# Topic Modelling
https://www.machinelearningplus.com/nlp/topic-modeling-gensim-python/

In [1]:
import json
from pathlib import Path
import glob
from nltk.corpus import stopwords

# Gensim
import gensim
import gensim.corpora as corpora
from gensim.utils import simple_preprocess
from gensim.models import CoherenceModel

# Plotting tools
import pyLDAvis
#import pyLDAvis.gensim  # don't skip this
import pyLDAvis.gensim_models as gensimvis
import matplotlib.pyplot as plt
%matplotlib inline

import logging
logging.basicConfig(format='%(asctime)s : %(levelname)s : %(message)s', level=logging.ERROR)

  def _figure_formats_changed(self, name, old, new):


In [3]:
stop_words = stopwords.words('german')

## Load Data

In [4]:
records = []
for f in glob.glob(str(Path('../export/tags/*.json'))):
    records = records + json.load(open(f, 'r', encoding='utf-8'))

print(len(records))

46521


In [5]:
# Members only, no Presidents
r_members = list(filter(lambda x: x['ismember'] == True, records))
r_members = list(filter(lambda x: x['funktion'] not in ['Präsidium', '2. Vizepräsidium', '1. Vizepräsidium'], r_members))
print(len(r_members))

34497


## Prepare Data

In [6]:
# Remove Stopwords and only keep noun, adj, vb and adv

keep = ['NN', 'NE',
    'ADJA', 'ADJD',
    'VMFIN', 'VAFIN', 'VVFIN', 'VAIMP', 'VVIMP', 'VVINF', 'VAINF', 'VMINF', 'VVIZU', 'VVPP', 'VMPP', 'VAPP',
    'ADV']

for votum in r_members:
    # Reversed Loop, we will remove items from the list during loop!
    for i in reversed(range(0, len(votum['tags']))):
        tag = votum['tags'][i]
        if tag[0].lower() in stop_words:

            # Stopword found. Remove
            votum['tags'].remove(tag)

        elif tag[2] not in keep:
            
            # Not tag we need. Remove
            votum['tags'].remove(tag)

In [7]:
# Stick the words together to get a nice list for our corpora and split by sex
data_m = []
data_w = []
for votum in r_members:
    if votum['geschlecht'] == 'm':
        data_m.append(list(map(lambda tag: tag[0], votum['tags'])))
    else:
        data_w.append(list(map(lambda tag: tag[0], votum['tags'])))

# Build Dictionary
id2word_m = corpora.Dictionary(data_m)
id2word_w = corpora.Dictionary(data_w)

# Term Document Frequency
corpus_m = [id2word_m.doc2bow(text) for text in data_m]
corpus_w = [id2word_w.doc2bow(text) for text in data_w]

## Go LDA

In [7]:
lda_model_m = gensim.models.ldamodel.LdaModel(corpus=corpus_m, id2word=id2word_m, num_topics=20, random_state=100, update_every=1,
                                            chunksize=100, passes=10, alpha='auto', per_word_topics=True)

KeyboardInterrupt: 

In [None]:
lda_model_w = gensim.models.ldamodel.LdaModel(corpus=corpus_w, id2word=id2word_w, num_topics=20, random_state=100, update_every=1,
                                            chunksize=100, passes=10, alpha='auto', per_word_topics=True)

In [8]:
# Store them
lda_model_m.save(str(Path('../export/models/lda_m.model')))
lda_model_w.save(str(Path('../export/models/lda_w.model')))

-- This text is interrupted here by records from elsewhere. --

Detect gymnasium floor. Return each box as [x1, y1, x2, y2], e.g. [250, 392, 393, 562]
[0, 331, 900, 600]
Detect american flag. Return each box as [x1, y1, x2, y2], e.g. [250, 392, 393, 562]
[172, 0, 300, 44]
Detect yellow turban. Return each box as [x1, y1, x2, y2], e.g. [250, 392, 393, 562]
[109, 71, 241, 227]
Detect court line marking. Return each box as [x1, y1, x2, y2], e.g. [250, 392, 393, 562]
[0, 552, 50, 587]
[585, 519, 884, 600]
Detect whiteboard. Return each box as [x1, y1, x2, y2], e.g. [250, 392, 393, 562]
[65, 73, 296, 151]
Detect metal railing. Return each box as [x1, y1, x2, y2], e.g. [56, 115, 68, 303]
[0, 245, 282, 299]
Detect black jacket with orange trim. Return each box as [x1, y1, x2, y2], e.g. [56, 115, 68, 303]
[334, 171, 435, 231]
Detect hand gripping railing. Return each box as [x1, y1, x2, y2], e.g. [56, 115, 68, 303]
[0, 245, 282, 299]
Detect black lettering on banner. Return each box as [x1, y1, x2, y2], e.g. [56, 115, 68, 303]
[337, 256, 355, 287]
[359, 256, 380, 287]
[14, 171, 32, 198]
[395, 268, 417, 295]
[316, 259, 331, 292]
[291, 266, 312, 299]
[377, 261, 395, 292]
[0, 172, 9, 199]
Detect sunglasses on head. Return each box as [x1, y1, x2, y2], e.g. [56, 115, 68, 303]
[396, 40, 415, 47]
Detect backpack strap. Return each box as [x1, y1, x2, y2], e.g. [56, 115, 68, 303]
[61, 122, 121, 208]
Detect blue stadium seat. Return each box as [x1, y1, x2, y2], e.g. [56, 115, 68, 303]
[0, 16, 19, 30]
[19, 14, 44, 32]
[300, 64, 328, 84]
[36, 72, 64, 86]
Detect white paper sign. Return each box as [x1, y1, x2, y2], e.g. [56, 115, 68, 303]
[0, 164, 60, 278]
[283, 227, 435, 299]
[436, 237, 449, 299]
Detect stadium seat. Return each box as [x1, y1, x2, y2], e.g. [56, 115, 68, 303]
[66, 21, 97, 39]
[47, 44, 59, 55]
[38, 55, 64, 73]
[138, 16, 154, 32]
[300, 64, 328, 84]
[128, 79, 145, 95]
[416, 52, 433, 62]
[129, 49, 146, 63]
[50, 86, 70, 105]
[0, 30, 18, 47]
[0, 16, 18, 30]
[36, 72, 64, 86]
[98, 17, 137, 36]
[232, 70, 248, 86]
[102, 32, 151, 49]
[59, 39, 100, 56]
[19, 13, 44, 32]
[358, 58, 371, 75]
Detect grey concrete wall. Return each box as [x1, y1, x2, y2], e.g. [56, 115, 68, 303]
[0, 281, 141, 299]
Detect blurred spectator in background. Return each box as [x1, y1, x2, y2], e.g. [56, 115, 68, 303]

NameError: name 'lda_model_m' is not defined

## Load models, if needed

In [14]:
# If needed...
lda_model_m = gensim.models.LdaModel.load(str(Path('../export/models/lda_m.model')))
lda_model_w = gensim.models.LdaModel.load(str(Path('../export/models/lda_w.model')))

## Men

In [10]:
pyLDAvis.enable_notebook()

In [11]:
lda_viz = gensimvis.prepare(lda_model_m, corpus_m, id2word_m)
lda_viz

  default_term_info = default_term_info.sort_values(


## Women

In [12]:
lda_viz = gensimvis.prepare(lda_model_w, corpus_w, id2word_w)
lda_viz

  default_term_info = default_term_info.sort_values(